BS: Önceki koleksiyonlarınız ve ürünleriniz paralelinde aldığınız geribildirimler yeni koleksiyonunuza ne gibi girdiler sağladı ve nasıl şekillendirdi?
DS: Teknik anlamda kullanıcıların düşüncelerini değerlendiriyoruz. Ürünlerimizi projelerinde kullanan mimar, iç mimar ve tasarımcılarla sürekli bağlantıda olduğumuzdan dolayı yaratıcı ofislerin yenilik odaklı işleriyle iç içeyiz. Projeleri için bizden geliştirmemizi bekledikleri ürünleri bazen yeni koleksiyonlarımızda değerlendirdiğimiz de oluyor. Bu işbirliklerimiz bize sürekli formda kalma, aktif ve doğal bir AR-GE yöntemi sağlıyor. Yeni koleksiyonu çıkarmadan önceki son aşamalarda ise alışageldiğimiz kapalı devre çalışma biçimimize dönüyor ve odaklanıyoruz. İçgüdülerimizle baş başa kalıp ilerlemeyi doğru buluyoruz.

BS: Konforla nasıl bir ilişki kuruyorsunuz?
DS: Rahatlık anlamındaki konfor tanımlamasının ürünlerin kullanıldığı noktadaki işlev kriterinin sonucu olduğunu söyleyebilirim. Bir iş merkezinin ortak alan bekleme ünitesindeki konfor ile evde kitabınızı okuduğunuz koltuğun konforu farklı ergonomik parametrelerle ele alınır. Bu nüansların farkında olmak ve teknik bilgilerle psikolojik analizleri harmanlayabilmek önemlidir.

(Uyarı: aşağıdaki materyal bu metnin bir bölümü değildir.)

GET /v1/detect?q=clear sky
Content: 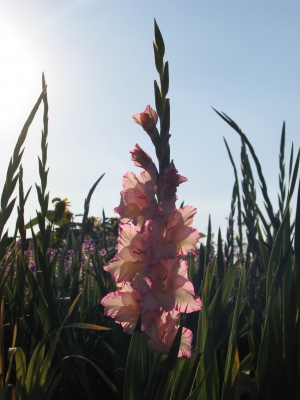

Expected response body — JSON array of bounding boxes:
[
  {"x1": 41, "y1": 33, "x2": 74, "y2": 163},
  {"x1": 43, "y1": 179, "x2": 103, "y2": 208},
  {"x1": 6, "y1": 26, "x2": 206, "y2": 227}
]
[{"x1": 0, "y1": 0, "x2": 300, "y2": 239}]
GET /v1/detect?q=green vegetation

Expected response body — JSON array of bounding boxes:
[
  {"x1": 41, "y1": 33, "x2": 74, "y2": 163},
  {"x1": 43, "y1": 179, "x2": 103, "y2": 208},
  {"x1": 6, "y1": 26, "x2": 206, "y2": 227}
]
[{"x1": 0, "y1": 19, "x2": 300, "y2": 400}]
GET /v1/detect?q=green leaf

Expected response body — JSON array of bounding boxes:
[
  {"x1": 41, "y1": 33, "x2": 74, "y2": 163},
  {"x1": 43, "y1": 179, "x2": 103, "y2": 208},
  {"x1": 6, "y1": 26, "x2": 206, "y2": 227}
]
[
  {"x1": 161, "y1": 61, "x2": 169, "y2": 98},
  {"x1": 123, "y1": 332, "x2": 149, "y2": 400},
  {"x1": 154, "y1": 18, "x2": 165, "y2": 58},
  {"x1": 208, "y1": 259, "x2": 240, "y2": 326}
]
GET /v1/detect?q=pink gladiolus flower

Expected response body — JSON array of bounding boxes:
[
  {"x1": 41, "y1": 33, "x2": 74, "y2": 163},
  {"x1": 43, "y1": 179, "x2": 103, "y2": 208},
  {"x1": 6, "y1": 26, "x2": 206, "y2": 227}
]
[
  {"x1": 132, "y1": 105, "x2": 158, "y2": 133},
  {"x1": 150, "y1": 206, "x2": 200, "y2": 265},
  {"x1": 146, "y1": 313, "x2": 193, "y2": 358},
  {"x1": 101, "y1": 285, "x2": 157, "y2": 334},
  {"x1": 104, "y1": 224, "x2": 151, "y2": 294},
  {"x1": 101, "y1": 287, "x2": 141, "y2": 333},
  {"x1": 114, "y1": 171, "x2": 157, "y2": 230},
  {"x1": 140, "y1": 259, "x2": 201, "y2": 313}
]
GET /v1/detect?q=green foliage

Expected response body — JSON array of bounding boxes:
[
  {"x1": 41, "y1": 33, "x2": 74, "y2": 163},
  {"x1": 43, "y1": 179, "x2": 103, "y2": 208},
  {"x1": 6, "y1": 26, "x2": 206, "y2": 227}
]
[{"x1": 0, "y1": 21, "x2": 300, "y2": 400}]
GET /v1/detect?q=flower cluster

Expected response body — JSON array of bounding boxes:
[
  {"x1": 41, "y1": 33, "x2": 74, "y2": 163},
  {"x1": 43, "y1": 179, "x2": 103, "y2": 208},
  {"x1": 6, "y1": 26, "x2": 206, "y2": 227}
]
[{"x1": 101, "y1": 106, "x2": 201, "y2": 357}]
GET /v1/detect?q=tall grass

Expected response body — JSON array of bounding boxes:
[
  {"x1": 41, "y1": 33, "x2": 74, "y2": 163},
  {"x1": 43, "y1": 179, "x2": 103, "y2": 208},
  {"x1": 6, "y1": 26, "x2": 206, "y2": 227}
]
[{"x1": 0, "y1": 25, "x2": 300, "y2": 400}]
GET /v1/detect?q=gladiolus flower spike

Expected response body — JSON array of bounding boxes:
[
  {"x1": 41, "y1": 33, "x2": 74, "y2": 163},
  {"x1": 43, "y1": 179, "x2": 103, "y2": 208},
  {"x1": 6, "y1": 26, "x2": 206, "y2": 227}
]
[
  {"x1": 101, "y1": 144, "x2": 201, "y2": 357},
  {"x1": 101, "y1": 25, "x2": 201, "y2": 358}
]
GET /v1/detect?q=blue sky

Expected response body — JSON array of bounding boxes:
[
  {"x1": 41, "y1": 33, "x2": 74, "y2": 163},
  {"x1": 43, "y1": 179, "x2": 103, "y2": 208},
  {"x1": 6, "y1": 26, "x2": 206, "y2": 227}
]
[{"x1": 0, "y1": 0, "x2": 300, "y2": 238}]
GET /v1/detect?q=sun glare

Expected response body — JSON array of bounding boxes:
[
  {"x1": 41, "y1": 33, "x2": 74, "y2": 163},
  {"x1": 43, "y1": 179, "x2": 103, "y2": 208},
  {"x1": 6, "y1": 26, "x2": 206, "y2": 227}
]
[{"x1": 0, "y1": 19, "x2": 41, "y2": 143}]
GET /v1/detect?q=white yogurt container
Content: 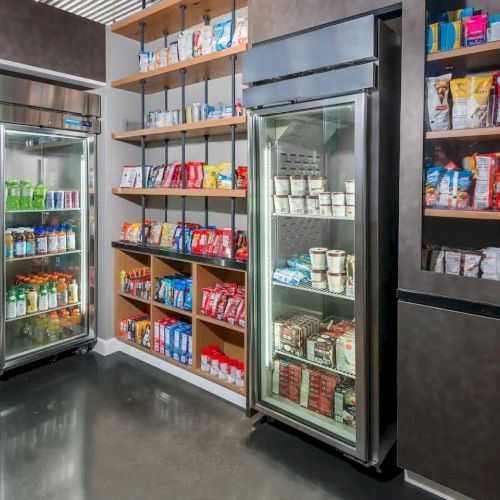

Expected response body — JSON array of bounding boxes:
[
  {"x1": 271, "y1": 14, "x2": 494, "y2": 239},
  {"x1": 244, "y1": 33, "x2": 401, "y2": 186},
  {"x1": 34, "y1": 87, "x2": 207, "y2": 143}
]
[
  {"x1": 328, "y1": 271, "x2": 346, "y2": 293},
  {"x1": 273, "y1": 194, "x2": 290, "y2": 214},
  {"x1": 332, "y1": 191, "x2": 345, "y2": 205},
  {"x1": 326, "y1": 250, "x2": 347, "y2": 273},
  {"x1": 274, "y1": 175, "x2": 290, "y2": 195},
  {"x1": 290, "y1": 175, "x2": 307, "y2": 196},
  {"x1": 288, "y1": 194, "x2": 305, "y2": 215},
  {"x1": 309, "y1": 247, "x2": 328, "y2": 271},
  {"x1": 332, "y1": 205, "x2": 345, "y2": 217},
  {"x1": 306, "y1": 196, "x2": 319, "y2": 215}
]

BS: Malzeme seçimleri nasıl gerçekleşti? Nasıl bir AR-GE süreci yaşadınız? Form - malzeme ilişkisinden bahsedebilir misiniz?
DS: Malzeme fetişizmine düşmeden, deneysel zorlamaların şehvetine kapılmadan dingin bir tavırla seçeriz malzemelerimizi. Teknolojik yenilikleri sindirerek, hakkını vererek ve göze sokan bir tavırdan uzak bir biçimde kullanırız. Hedeflerimizi anlaşılabilir bağlamlarda belirliyoruz. Hedefleri yüksek koymak geniş vizyonla eşanlamlı değildir. Belirsizlikle kuşatıldığımız bu dönemlerde sürekliliğimizi koruyabilmenin bir anlamı olduğu fikrindeyiz.